What's it plural for?
Jam?  One Jam, two James?
“Exactly how many James are you?”


 
10:38 AM Mr. Blue
In a drunken stupor, I ended up posting a Craigslist ad looking for midgets in the Pittsburgh area for some unknown film project.
10:38 AM Mr. Silver
Heh
10:38 AM Mr. Blue
I’m gettin' some emails… I have to tell them that I forgot what I needed them for and I’d rather not remember.
10:40 AM Mr. Silver
I see a nearly all-midget cast doing "Snow White and the Seven Giants"
10:42 AM Mr. Blue
I believe it involved Rule 34.
10:44 AM Mr. Amethyst
.... *slowly walks backward out of room*



3:04 PM Mr. Blue
Can we ban all Kennedys from driving cars?
3:51 PM Mr. Silver
(cop) "License, registration and proof of genealogy, sir."

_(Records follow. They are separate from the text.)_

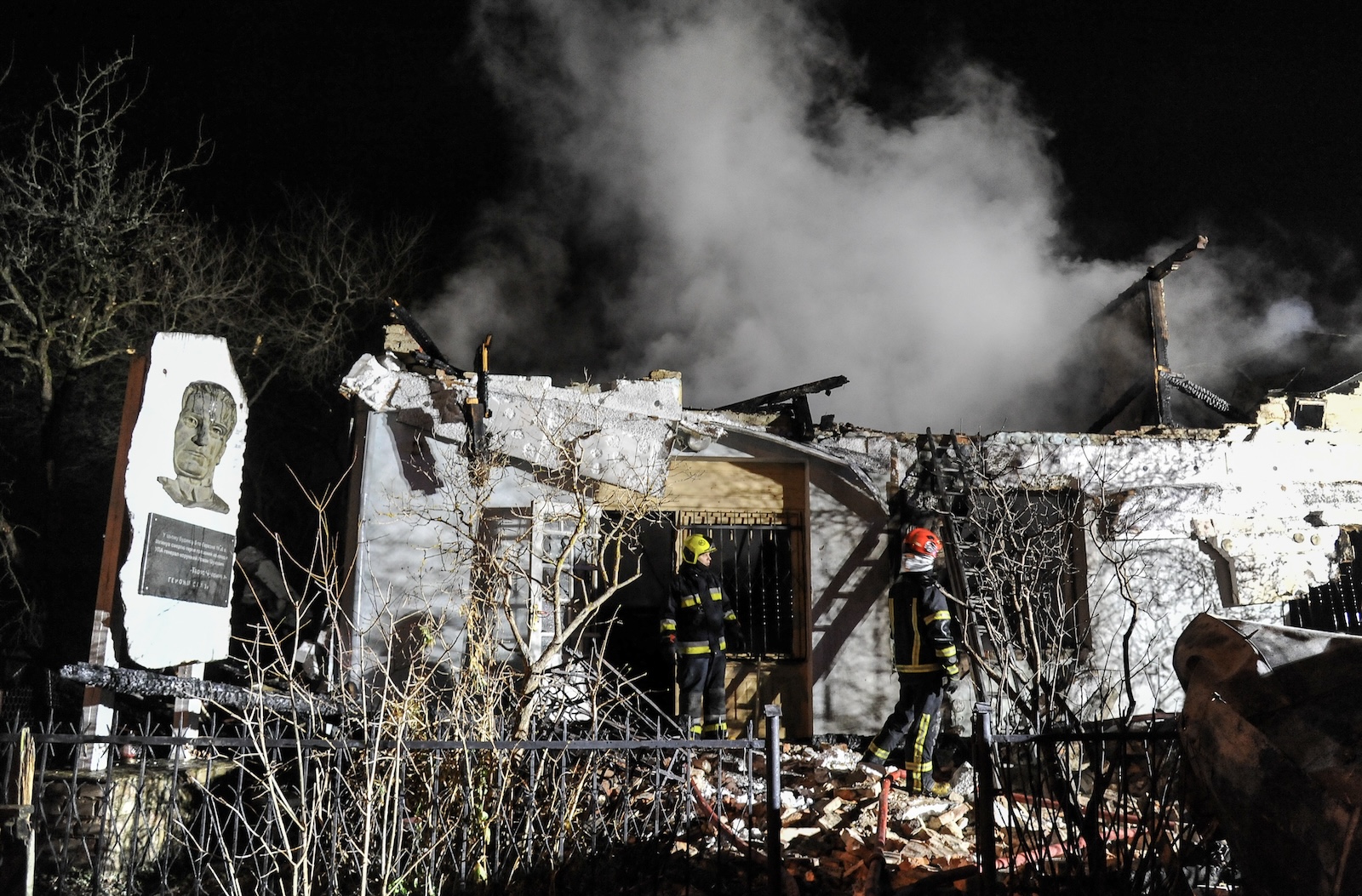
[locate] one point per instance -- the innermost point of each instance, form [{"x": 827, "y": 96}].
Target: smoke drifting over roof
[{"x": 703, "y": 192}]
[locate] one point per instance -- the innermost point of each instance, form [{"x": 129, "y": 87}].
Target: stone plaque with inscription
[
  {"x": 187, "y": 562},
  {"x": 183, "y": 489}
]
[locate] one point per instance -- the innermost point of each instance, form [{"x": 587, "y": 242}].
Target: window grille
[
  {"x": 1330, "y": 608},
  {"x": 755, "y": 556}
]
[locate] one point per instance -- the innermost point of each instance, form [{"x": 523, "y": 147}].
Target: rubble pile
[{"x": 830, "y": 814}]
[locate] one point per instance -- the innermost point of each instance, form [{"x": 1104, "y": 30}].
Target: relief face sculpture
[{"x": 208, "y": 417}]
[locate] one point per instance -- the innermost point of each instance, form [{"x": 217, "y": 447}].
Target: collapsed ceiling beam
[
  {"x": 753, "y": 405},
  {"x": 1154, "y": 274}
]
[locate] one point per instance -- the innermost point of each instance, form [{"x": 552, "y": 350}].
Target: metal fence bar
[{"x": 775, "y": 866}]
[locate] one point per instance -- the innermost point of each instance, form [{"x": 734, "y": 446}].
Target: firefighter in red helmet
[
  {"x": 924, "y": 658},
  {"x": 699, "y": 626}
]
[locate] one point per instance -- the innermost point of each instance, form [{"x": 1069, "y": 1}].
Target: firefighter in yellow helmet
[
  {"x": 699, "y": 626},
  {"x": 925, "y": 659}
]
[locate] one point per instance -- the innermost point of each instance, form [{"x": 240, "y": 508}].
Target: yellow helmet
[{"x": 694, "y": 548}]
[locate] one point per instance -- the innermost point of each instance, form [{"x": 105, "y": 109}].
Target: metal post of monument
[{"x": 97, "y": 710}]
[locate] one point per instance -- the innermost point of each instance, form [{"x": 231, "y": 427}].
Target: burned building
[{"x": 1076, "y": 558}]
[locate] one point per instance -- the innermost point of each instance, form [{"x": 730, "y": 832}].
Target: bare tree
[{"x": 92, "y": 244}]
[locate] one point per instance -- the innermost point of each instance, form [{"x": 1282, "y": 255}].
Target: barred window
[{"x": 756, "y": 560}]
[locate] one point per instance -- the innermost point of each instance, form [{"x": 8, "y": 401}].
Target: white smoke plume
[{"x": 701, "y": 192}]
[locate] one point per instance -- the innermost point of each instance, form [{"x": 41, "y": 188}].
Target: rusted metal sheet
[{"x": 1273, "y": 728}]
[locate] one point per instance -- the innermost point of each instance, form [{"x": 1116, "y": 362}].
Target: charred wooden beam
[
  {"x": 1154, "y": 274},
  {"x": 147, "y": 684},
  {"x": 429, "y": 353},
  {"x": 753, "y": 405}
]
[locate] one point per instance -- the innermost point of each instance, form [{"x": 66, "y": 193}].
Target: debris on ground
[{"x": 830, "y": 821}]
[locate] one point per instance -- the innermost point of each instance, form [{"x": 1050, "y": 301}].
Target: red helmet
[{"x": 923, "y": 542}]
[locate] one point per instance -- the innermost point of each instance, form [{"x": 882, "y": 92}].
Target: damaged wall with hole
[{"x": 1175, "y": 522}]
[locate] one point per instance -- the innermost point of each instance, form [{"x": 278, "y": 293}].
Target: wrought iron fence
[
  {"x": 1103, "y": 810},
  {"x": 269, "y": 809}
]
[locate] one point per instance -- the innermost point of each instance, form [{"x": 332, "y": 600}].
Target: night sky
[{"x": 1168, "y": 119}]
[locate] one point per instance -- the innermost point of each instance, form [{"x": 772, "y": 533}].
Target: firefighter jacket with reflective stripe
[
  {"x": 696, "y": 612},
  {"x": 921, "y": 625}
]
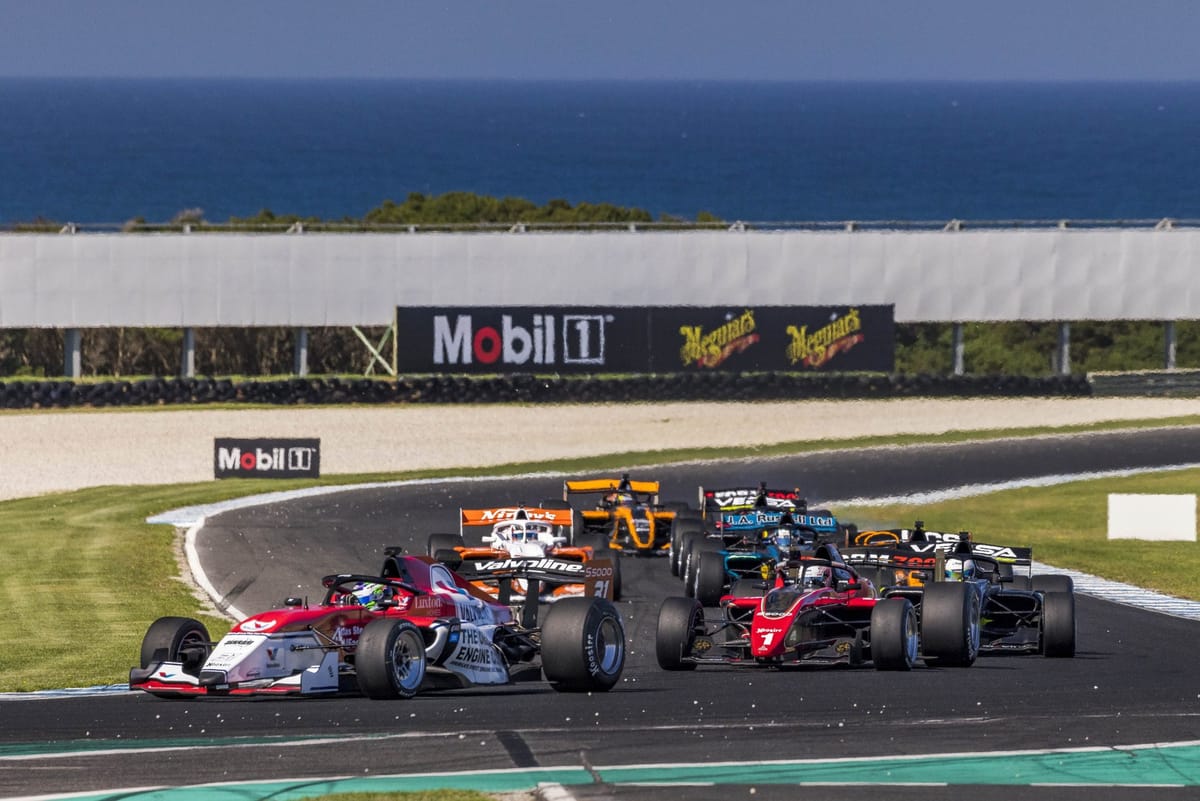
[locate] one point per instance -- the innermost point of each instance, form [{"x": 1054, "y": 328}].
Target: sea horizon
[{"x": 108, "y": 150}]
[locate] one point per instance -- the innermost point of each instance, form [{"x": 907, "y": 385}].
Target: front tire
[
  {"x": 894, "y": 634},
  {"x": 1059, "y": 625},
  {"x": 949, "y": 624},
  {"x": 679, "y": 621},
  {"x": 582, "y": 645},
  {"x": 389, "y": 658},
  {"x": 709, "y": 577},
  {"x": 177, "y": 639}
]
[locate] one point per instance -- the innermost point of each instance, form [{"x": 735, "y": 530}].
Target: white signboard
[{"x": 1152, "y": 517}]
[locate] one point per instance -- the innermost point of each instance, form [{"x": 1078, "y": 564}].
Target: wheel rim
[
  {"x": 910, "y": 639},
  {"x": 973, "y": 628},
  {"x": 610, "y": 645},
  {"x": 408, "y": 661}
]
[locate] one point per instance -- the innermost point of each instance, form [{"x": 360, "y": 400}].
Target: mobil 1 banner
[
  {"x": 267, "y": 458},
  {"x": 522, "y": 339},
  {"x": 774, "y": 338}
]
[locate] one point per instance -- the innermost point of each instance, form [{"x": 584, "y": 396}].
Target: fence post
[
  {"x": 189, "y": 365},
  {"x": 1063, "y": 360},
  {"x": 72, "y": 363},
  {"x": 959, "y": 361},
  {"x": 1169, "y": 336},
  {"x": 301, "y": 354}
]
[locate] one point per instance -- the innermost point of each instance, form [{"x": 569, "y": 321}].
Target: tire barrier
[{"x": 527, "y": 389}]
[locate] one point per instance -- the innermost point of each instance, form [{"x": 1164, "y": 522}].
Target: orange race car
[
  {"x": 628, "y": 513},
  {"x": 526, "y": 552}
]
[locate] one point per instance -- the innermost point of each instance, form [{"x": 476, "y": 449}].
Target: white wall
[{"x": 316, "y": 279}]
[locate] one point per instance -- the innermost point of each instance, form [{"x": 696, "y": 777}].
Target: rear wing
[
  {"x": 611, "y": 486},
  {"x": 469, "y": 517},
  {"x": 733, "y": 498},
  {"x": 919, "y": 555}
]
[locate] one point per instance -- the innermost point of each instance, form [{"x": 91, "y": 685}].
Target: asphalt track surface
[{"x": 1132, "y": 682}]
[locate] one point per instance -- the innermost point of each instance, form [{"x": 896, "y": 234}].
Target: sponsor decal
[
  {"x": 347, "y": 636},
  {"x": 543, "y": 339},
  {"x": 531, "y": 564},
  {"x": 751, "y": 519},
  {"x": 257, "y": 625},
  {"x": 267, "y": 458},
  {"x": 714, "y": 348},
  {"x": 774, "y": 498},
  {"x": 819, "y": 347},
  {"x": 510, "y": 513}
]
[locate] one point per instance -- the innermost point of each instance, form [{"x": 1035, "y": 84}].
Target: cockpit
[{"x": 523, "y": 530}]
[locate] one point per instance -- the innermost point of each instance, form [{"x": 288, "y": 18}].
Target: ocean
[{"x": 103, "y": 151}]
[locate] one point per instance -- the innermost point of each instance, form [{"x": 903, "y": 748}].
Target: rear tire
[
  {"x": 949, "y": 624},
  {"x": 679, "y": 529},
  {"x": 709, "y": 577},
  {"x": 389, "y": 660},
  {"x": 443, "y": 542},
  {"x": 894, "y": 634},
  {"x": 582, "y": 645},
  {"x": 1053, "y": 583},
  {"x": 679, "y": 621},
  {"x": 1059, "y": 625}
]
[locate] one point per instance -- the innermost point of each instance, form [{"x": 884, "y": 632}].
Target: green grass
[{"x": 84, "y": 574}]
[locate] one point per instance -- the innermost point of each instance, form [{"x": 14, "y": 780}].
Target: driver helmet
[
  {"x": 816, "y": 577},
  {"x": 369, "y": 595},
  {"x": 784, "y": 538},
  {"x": 959, "y": 570}
]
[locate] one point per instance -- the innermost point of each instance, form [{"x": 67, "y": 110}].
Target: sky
[{"x": 629, "y": 40}]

(Driver, heavy Massachusetts accent) "Whot do you need thaht faw?"
(cop) "Uh huh...Step out of the ‘cah’, please..."
3:53 PM Mr. Amethyst
lol
3:54 PM Mr. Gray
“Let’s see...smashed into a bridge....bottles falling out of the car....possible dead body in the back seat. Sir, are you a Kennedy? (runs license) Yup, Kennedy…Hands on the hood please.  We've had enough of your family's foolishness.”
3:55 PM Mr. Blue
"Come ahn officah!  I'm tryin' tah get to the ayuh-po't!" 
"Airport?!  You Kennedys don't know when to quit do you!"
3:55 PM Mr. Gray
LMAO
3:56 PM Mr. Blue
All Kennedys must resort to traveling by bicycles equipped with flashing lights so they can be easily identified.